The Adventures of Bouzouki Banzai

This morning, during sound check and run-through, a member of the band left to retrieve what I was told would be “an obscure ethnic instrument”.

He did not fail to impress.

The Bouzouki (pronounced kind of like bazooka, but ending with an ee sound) is somewhat like a cross between the banjo and the mandolin – which makes me wonder why they didn’t just call it the Banjolin.  Or, at the very least, the Manjo.
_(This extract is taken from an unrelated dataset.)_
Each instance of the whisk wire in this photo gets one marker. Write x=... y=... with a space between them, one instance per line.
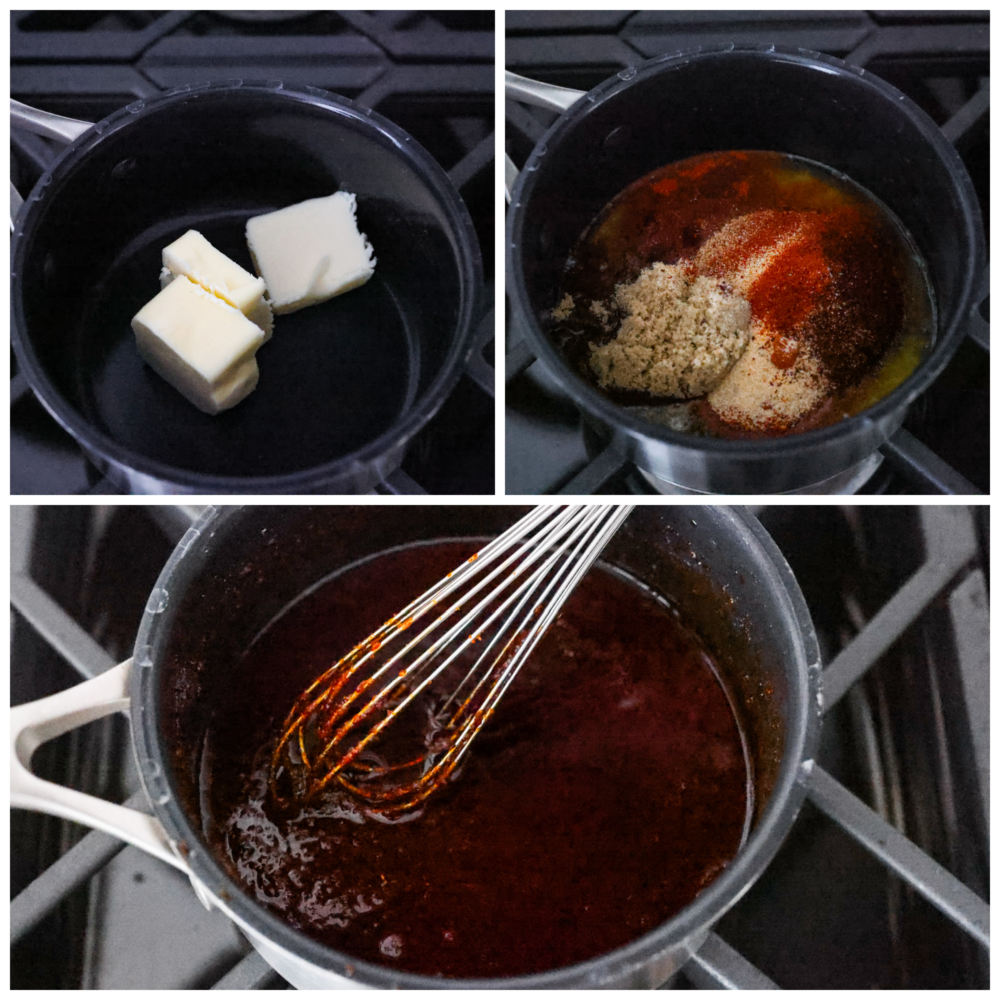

In fact, I actually prefer Manjo. Considering who was actually playing the instrument I’d say Manjo is quite apropos.  I wouldn’t call the instrumentalist a professional Bouzoukist, per se. I wouldn’t even go as far to call him a Bouzouki enthusiast. He probably just dabbles in the Bouzouki. Maybe his friends introduced him to the Bouzouki in college… they passed the Bouzouki around… listened to some Frank Zappa

The bouzouki is a predominantly Greek instrument. However, in Turkish, the name roughly translates to “broken, not functioning” – which means more when you consider the translation comes from the culture that gave us the bağlama.

Therefore, henceforth, the bouzouki shall be Manjo; and Manjo shall be it’s name.

All joking aside the bouzouki actually had a really nice sound (like a mandolin, but an octave lower) and fit the one song it was used in really well. Granted, it was a slower song – which was nice – because I’d hate to go as far as to say he rocked the Manjo.